Do tej pory Przemysław Mystkowski zdobył w Ekstraklasie cztery gole, wszystkie na wyjazdach.
– Skoro ostatnio na konferencji gościł Miłosz Matysik, który mówił o pierwszej bramce i strzelił gola w Mielcu, to wierzę, że jest to dobry prognostyk. Mam nadzieję, że po czterech trafieniach na obiektach rywali w końcu coś mi wpadnie przy Słonecznej – podkreśla piłkarz Jagiellonii.
Mystkowski podkreśla, że nikt w białostockim zespole nie sugeruje się wyjazdową niemocą Wisły Płock.
– Ekstraklasa jest specyficzna. Chyba nie ma osoby w szatni, która sugerowałaby się przed niedzielnym spotkaniem bilansem wyjazdowym Wisły Płock. W naszej lidze trzeba przede wszystkim skupiać się na pracy biegowej, od tego trzeba zaczynać. Oczywiście znamy potencjał przeciwnika, ale my także mamy swoje atuty. Jeżeli uwydatnimy je na boisku, to wygramy. Nie mam co do tego żadnych wątpliwości – przekonuje „Mystek”.
Zawodników odniósł się także do swojej dyspozycji na początku rundy wiosennej.
– Jestem dobrze przygotowany fizycznie, podobnie jak cały zespół. Złapałem regularność, trener dał mi dużo wsparcia. Szkoleniowiec ma fajne podejście do zawodników, utrzymuje z nami dobry kontakt i zawsze możemy z nim porozmawiać – zakończył Przemysław Mystkowski.

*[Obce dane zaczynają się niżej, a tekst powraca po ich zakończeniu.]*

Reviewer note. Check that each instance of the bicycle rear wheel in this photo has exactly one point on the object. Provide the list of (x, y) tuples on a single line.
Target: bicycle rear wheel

Źródło i foto: Biuro Prasowe Jagiellonii Białystok
- PKO BP Ekstraklasa. Komunikat Komisji ds. Licencji Klubowych PZPN
- Goncalo Feio nie traci wiary. „Póki jest szansa, wierzę w mistrzostwo Polski”
- Bundesliga wchodzi w decydującą fazę sezonu. Wszystkie mecze kolejki na Viaplay
- Adrian Siemieniec przed piątkowym meczem Jagi. „Rozmawiamy z drużyną o tym, żeby głowy były nastawione na osiągnięcie celu”
- Bartłomiej Wdowik przed meczem z Pogonią. „Towarzyszą nam pozytywne emocje. Nie ma presji”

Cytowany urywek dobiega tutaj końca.